In this chapter an attempt has been made to trace the following:-

i)

The meaning and scope of traditional methods of settlement of disputes through courts.

ii) iii)

Salient features of adversarial system of settlement of disputes. The weaknesses and drawbacks of the traditional type of deciding disputes.

i) The meaning and scope of traditional methods of settlement of disputes through courts: Settlement of disputes through courts is always a cumbersome affair. There are a number of functionaries involved in the process of settlement of disputes through courts.

a) The presentation of plaint by the plaintiff for the commencement of the suit. b) The defendant who has to file the written statement within the prescribed period of the time. c) Settlement of issues by the court d) Presentation of arguments by the parties. e) The decision of the court.

Thus, a number of steps are involved in the method of settlement of disputes through courts.

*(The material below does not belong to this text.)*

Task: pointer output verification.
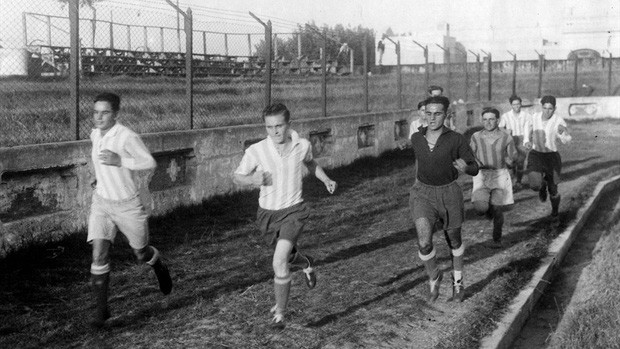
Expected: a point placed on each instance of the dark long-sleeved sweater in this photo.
(436, 167)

Every step in the system is beset with a number of complicated and cumbersome procedures. Example if the plaint is not properly prepared, it may either have to be amended or it would even be rejected by the court.

Further the defendant has to prepare the reply statement in accordance with the requirements of the court which is again very lengthy and is not intelligible to a layman.

ii) Salient features of adversarial system for settlement of disputes : In an adversarial system, the court is guided by the procedures laid down under the Evidence Act and the civil procedure code.